XXXIII

YÉCORA es un pueblo terrible; no es de esas negrísimas ciudades españolas, montones de casas viejas, amarillentas, derrengadas, con aleros enormes sostenidos por monstruosos canecillos, arcos apuntados en las puertas y ajimeces con airosos parteluces; no son sus calles estrechas y tortuosas como oscuras galerías, ni en sus plazas solitarias crece la hierba verde y lustrosa.

No hay en Yécora la torre ojival o románica en donde hicieron hace muchos años su nido de ramas las cigüeñas, ni el torreón de homenaje del noble castillo, ni el grueso muro derrumbado con su ojiva o su arco de herradura en la puerta.

No hay allá los místicos retablos de los grandes maestros del Renacimiento español, con sus hieráticas figuras que miraron en éxtasis los ojos, llenos de cándida fe, de los antepasados; ni la casa solariega de piedra sillar con su gran escudo carcomido por la acción del tiempo; ni las puertas ferradas y claveteadas con clavos espléndidos y ricos; ni las rejas con sus barrotes como columnas salomónicas tomadas por el orín; ni los aldabones en forma de grifos y de quimeras; ni el paseo tranquilo en donde toman el sol, envueltos en sus capas pardas, los soñolientos hidalgos. Allí todo es nuevo en las cosas, todo es viejo en las almas. En las iglesias, grandes y frías, no hay apenas cuadros, ni altares, y estos se hallan adornados con imágenes baratas traídas de alguna fábrica alemana o francesa.

Se respira en la ciudad un ambiente hostil a todo lo que sea expansión, elevación de espíritu, simpatía humana. El arte ha huido de Yécora, dejándolo en medio de sus campos que rodean montes desnudos, al pie de una roca calcinada por el sol, sufriendo las inclemencias de un cielo africano que vierte torrentes de luz sobre las casas enjalbegadas, blancas, de un color agrio y doloroso, sobre sus calles rectas y monótonas y sus caminos polvorientos; le ha dejado en los brazos de una religión áspera, formalista, seca; entre las uñas de un mundo de pequeños caciques, de leguleyos, de prestamistas, de curas, gente de vicios sórdidos y de hipocresías miserables.

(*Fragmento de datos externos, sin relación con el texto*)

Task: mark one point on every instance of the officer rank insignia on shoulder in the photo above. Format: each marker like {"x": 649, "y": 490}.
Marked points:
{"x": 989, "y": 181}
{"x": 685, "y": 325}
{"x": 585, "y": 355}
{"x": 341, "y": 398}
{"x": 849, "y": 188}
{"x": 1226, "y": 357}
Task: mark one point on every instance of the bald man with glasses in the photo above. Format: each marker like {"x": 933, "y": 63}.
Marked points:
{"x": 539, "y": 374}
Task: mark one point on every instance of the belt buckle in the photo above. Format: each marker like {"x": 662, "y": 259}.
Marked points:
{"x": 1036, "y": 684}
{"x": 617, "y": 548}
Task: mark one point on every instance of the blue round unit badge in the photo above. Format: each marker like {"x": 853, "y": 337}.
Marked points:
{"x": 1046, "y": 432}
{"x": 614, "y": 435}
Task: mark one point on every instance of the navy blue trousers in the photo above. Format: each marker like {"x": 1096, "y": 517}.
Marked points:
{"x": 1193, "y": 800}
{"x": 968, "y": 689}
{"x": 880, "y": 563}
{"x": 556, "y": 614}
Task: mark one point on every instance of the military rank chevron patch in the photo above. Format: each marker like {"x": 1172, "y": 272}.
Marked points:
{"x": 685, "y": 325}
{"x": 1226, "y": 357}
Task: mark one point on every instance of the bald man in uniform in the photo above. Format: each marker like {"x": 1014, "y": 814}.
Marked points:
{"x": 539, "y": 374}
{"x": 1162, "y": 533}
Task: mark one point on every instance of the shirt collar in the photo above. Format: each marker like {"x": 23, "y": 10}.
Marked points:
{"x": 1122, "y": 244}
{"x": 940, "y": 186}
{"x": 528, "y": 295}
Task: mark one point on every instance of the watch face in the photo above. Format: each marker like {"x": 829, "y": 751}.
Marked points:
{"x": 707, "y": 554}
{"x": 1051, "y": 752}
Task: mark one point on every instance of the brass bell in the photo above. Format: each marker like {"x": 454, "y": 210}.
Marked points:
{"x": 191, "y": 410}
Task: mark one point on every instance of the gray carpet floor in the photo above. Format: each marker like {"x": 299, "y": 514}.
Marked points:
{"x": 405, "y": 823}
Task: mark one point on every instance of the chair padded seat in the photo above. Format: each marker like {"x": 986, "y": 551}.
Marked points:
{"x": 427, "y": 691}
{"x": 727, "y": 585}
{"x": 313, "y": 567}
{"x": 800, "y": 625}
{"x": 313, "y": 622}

Los escolapios tienen allí un colegio y contribuyen con su educación a embrutecer lentamente el pueblo. La vida en Yécora es sombría, tétrica, repulsiva; no se siente la alegría de vivir; en cambio pesan sobre las almas las sordideces de la vida.

No se nota en parte alguna la preocupación por la comodidad, ni la preocupación por el adorno. La gente no sonríe.

No se ven por las calles muchachas adornadas con flores en la cabeza, ni de noche los mozos pelando la pava en las esquinas. El hombre se empareja con la mujer con la oscuridad en el alma, medroso, como si el sexo fuera una vergüenza o un crimen, y la mujer, indiferente, sin deseo de agradar, recibe al hombre sobre su cuerpo y engendra hijos sin amor y sin placer, pensando quizá en las penas del infierno con que le ha amenazado el sacerdote, legando al germen que nace su mismo bárbaro sentimiento del pecado.

Todo allí, en Yécora, es claro, recortado, nuevo, sin matiz, frío. Hasta las imágenes de las hornacinas que se ven sobre los portales están pintadas hace pocos años.